Addiction is a family disease, meaning that it is not only the afflicted who suffers, but everyone that he or she interacts with on a daily basis. In most cases this means the immediate family members of the alcoholic or addict — the bystanders that want nothing more than to help — are the ones that undergo the brunt of the emotional and psychological trauma that addiction causes. If you have a loved one who has been suffering from addiction and you feel as if you have nowhere left to turn, attending an Al-Anon meeting is a great idea. This is a widely accessible and completely free resource, open to anyone who cares about someone that is struggling with addiction.
The History of Al-Anon
According to the official Al-Anon website, the first “Al-Anon” meetings took place when the wives of alcoholics met together while their husbands were gathered for Alcoholics Anonymous. Bill W., one of the founders of AA, was married to a woman named Lois. Lois facilitated these meetings. The wives would gather and relate to one another, offering one another peer support and sharing their own personal experience, strength and hope.

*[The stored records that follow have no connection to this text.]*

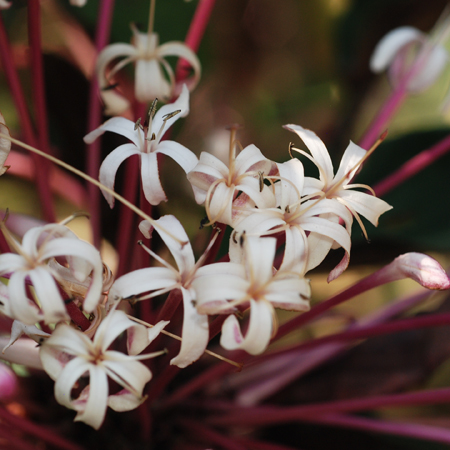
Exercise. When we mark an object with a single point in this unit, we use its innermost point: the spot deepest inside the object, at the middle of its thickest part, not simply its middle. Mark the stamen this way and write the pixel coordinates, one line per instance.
(178, 338)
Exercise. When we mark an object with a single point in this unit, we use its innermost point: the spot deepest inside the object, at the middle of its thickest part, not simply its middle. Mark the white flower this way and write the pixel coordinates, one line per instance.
(257, 286)
(151, 69)
(401, 49)
(40, 245)
(146, 142)
(337, 186)
(217, 185)
(69, 354)
(159, 280)
(5, 144)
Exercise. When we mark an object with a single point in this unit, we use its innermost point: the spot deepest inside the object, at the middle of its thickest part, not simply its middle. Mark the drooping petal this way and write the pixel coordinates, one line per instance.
(151, 184)
(119, 125)
(95, 409)
(150, 82)
(110, 165)
(179, 153)
(181, 104)
(195, 333)
(388, 47)
(317, 149)
(258, 334)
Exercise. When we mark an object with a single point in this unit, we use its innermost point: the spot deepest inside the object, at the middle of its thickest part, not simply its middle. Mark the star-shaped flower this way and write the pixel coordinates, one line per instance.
(41, 245)
(258, 286)
(152, 69)
(217, 185)
(68, 354)
(146, 141)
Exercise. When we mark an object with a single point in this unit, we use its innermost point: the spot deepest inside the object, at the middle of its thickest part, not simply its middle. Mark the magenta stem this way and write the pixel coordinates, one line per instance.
(264, 415)
(12, 78)
(39, 431)
(413, 166)
(195, 34)
(411, 430)
(103, 29)
(207, 435)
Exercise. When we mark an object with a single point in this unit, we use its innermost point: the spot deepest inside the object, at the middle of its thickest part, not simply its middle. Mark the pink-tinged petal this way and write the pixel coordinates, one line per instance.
(143, 280)
(181, 104)
(350, 162)
(317, 149)
(10, 262)
(48, 294)
(18, 329)
(259, 255)
(183, 254)
(115, 103)
(69, 376)
(289, 189)
(388, 47)
(115, 323)
(179, 153)
(259, 330)
(124, 401)
(22, 308)
(140, 337)
(53, 360)
(69, 340)
(320, 245)
(150, 81)
(296, 250)
(151, 183)
(421, 268)
(127, 372)
(364, 204)
(195, 333)
(220, 206)
(179, 49)
(5, 144)
(95, 409)
(118, 125)
(251, 159)
(110, 165)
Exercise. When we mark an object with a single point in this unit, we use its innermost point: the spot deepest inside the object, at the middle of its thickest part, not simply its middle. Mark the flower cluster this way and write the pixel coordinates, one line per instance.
(282, 224)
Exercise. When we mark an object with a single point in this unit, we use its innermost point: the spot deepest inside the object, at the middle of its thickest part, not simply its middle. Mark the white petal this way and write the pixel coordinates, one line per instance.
(195, 333)
(5, 144)
(259, 331)
(181, 104)
(95, 409)
(183, 253)
(179, 153)
(108, 169)
(150, 82)
(151, 183)
(317, 149)
(118, 125)
(387, 48)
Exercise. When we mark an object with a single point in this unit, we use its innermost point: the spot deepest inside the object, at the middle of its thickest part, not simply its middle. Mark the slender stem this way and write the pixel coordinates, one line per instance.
(195, 34)
(265, 415)
(105, 12)
(410, 430)
(412, 167)
(12, 77)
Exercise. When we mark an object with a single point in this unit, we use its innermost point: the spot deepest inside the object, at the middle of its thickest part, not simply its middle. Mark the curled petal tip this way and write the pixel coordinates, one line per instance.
(423, 269)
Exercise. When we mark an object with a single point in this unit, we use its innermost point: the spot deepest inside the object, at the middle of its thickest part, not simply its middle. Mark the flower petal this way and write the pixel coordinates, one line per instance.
(259, 330)
(195, 333)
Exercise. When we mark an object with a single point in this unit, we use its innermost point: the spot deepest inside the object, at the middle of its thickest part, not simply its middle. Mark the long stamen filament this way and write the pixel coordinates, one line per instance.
(178, 338)
(93, 181)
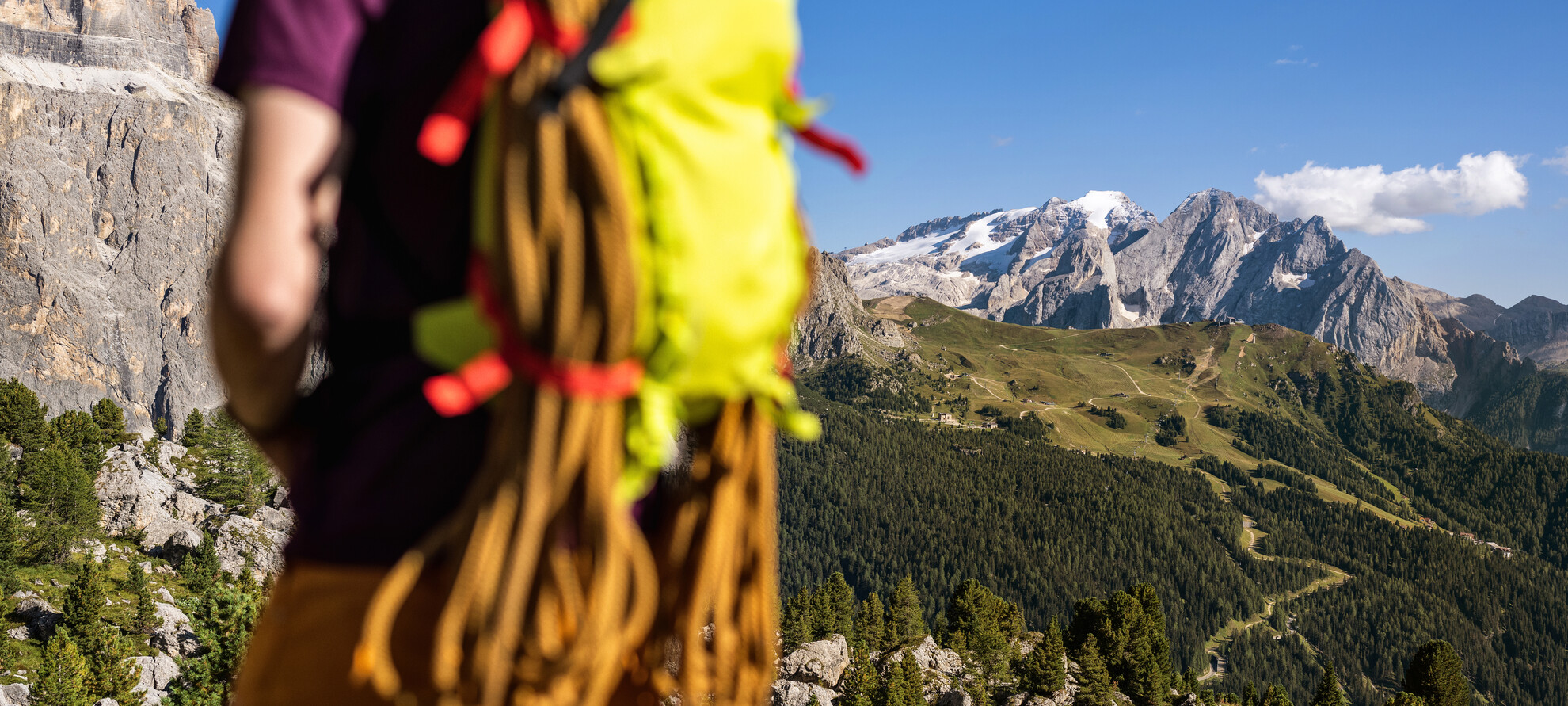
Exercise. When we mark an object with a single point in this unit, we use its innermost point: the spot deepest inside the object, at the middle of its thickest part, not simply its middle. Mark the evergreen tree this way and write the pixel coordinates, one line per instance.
(110, 419)
(1329, 693)
(869, 625)
(1094, 677)
(1437, 675)
(195, 432)
(62, 677)
(78, 430)
(892, 689)
(234, 472)
(147, 611)
(1277, 697)
(797, 620)
(10, 548)
(905, 616)
(223, 620)
(200, 568)
(22, 416)
(59, 494)
(860, 683)
(913, 680)
(1041, 672)
(833, 605)
(976, 620)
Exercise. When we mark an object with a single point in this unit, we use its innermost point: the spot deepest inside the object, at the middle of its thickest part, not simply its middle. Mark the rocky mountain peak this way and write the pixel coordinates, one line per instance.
(1102, 261)
(118, 170)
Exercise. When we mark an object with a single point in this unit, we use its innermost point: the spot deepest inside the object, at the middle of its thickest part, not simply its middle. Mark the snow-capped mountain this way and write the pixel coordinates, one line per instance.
(1102, 261)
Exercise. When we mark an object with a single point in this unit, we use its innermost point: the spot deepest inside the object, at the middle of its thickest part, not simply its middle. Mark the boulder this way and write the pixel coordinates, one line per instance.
(41, 617)
(932, 658)
(16, 696)
(245, 544)
(817, 662)
(798, 694)
(188, 507)
(955, 697)
(171, 539)
(275, 520)
(173, 632)
(157, 672)
(131, 491)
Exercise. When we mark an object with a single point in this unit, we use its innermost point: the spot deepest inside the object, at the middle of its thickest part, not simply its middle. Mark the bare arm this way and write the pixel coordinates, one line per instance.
(267, 278)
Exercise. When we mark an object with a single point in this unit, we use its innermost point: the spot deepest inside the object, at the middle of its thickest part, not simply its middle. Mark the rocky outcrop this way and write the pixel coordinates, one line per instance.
(113, 195)
(173, 632)
(833, 319)
(1106, 262)
(817, 662)
(798, 694)
(41, 619)
(1536, 326)
(1486, 368)
(157, 672)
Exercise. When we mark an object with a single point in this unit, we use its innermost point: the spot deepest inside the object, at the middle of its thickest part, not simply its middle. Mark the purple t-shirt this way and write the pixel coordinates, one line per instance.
(382, 467)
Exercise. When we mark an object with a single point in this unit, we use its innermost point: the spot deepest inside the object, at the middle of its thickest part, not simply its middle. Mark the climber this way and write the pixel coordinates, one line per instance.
(563, 231)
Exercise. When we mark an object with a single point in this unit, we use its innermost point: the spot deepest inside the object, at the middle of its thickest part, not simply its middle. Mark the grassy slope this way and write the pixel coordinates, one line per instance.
(1006, 364)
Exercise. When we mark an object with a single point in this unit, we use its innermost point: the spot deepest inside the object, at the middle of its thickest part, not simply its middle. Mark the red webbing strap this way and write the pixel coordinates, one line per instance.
(489, 372)
(835, 147)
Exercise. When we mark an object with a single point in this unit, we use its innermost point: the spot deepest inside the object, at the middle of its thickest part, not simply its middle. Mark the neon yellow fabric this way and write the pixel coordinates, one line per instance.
(697, 101)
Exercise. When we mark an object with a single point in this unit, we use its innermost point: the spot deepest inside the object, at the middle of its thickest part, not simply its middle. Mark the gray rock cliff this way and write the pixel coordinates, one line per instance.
(115, 170)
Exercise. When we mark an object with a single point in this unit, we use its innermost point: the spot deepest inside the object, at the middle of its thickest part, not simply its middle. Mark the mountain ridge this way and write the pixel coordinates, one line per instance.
(1106, 262)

“As early as 1939, families and friends of alcoholics attended AA (Alcoholics Anonymous) meetings with the alcoholic,” the Al-Anon site reads. “As families shared with each other, they discovered the benefits of living by AA’s 12 Steps, and how this improved their relationships, which often remained difficult, even after the alcoholic became sober. Eventually, the relatives and friends began meeting on their own.”
No Al-Anon is a vital resource for individuals to learn to take care of themselves, transform their own unhealthy behaviors and find community with others who are struggling with similar situations.